Weekend Reading on Women’s Representation: Remembering the First Black Woman to Run for President; Teenage Girls Are in Crisis

Weekend Reading on Women’s Representation is a compilation of stories about women’s representation in politics, on boards, in sports and entertainment, in judicial offices and in the private sector in the U.S. and around the world—with a little gardening and goodwill mixed in for refreshment!
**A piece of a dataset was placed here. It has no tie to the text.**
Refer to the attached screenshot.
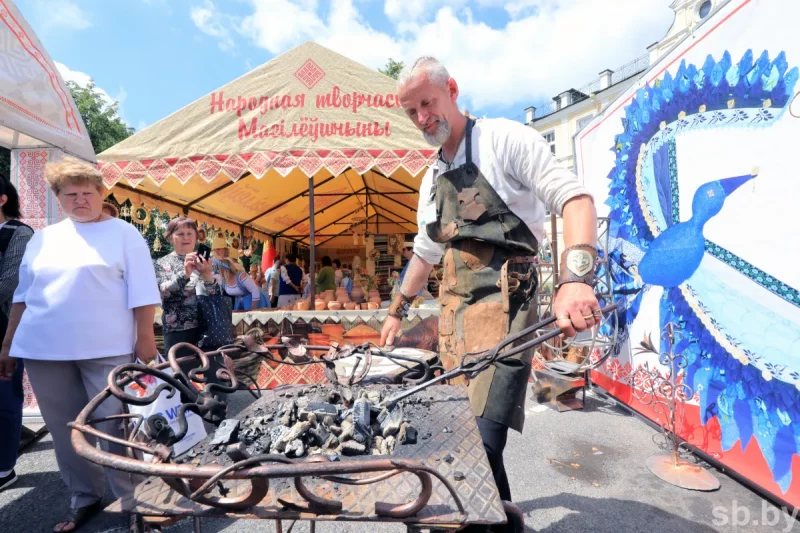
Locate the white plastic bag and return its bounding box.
[125,354,207,461]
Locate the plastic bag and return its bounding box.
[125,354,207,461]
As RepresentWomen reflects on the Beyond Winner Take All Conference (hosted by the Ash Center) a week later, we remember that progress in women’s representation is slow going. This week’s Weekend Reading highlights the importance of women in politics, and why our democracy falls short when we let them down.

‘Unbought and Unbossed’: The First Black Woman to Run for President

Rep. Shirley Chisholm announcing her candidacy for president in 1972. (Thomas J. Ohalloran / Public Domain)

This article from KCRA news channel 3 highlights Shirley Chisholm, the first Black woman to become a member of U.S. Congress and to run for president. She was a fearless leader who broke barriers throughout her career.

In 1946, she graduated from Brooklyn College and began a career in teaching. She had a passion for helping others, which inspired her to run for political office. She survived three assassination attempts during her presidential run, yet she did not let that stop her. “Unbought and unbossed” was her motto. 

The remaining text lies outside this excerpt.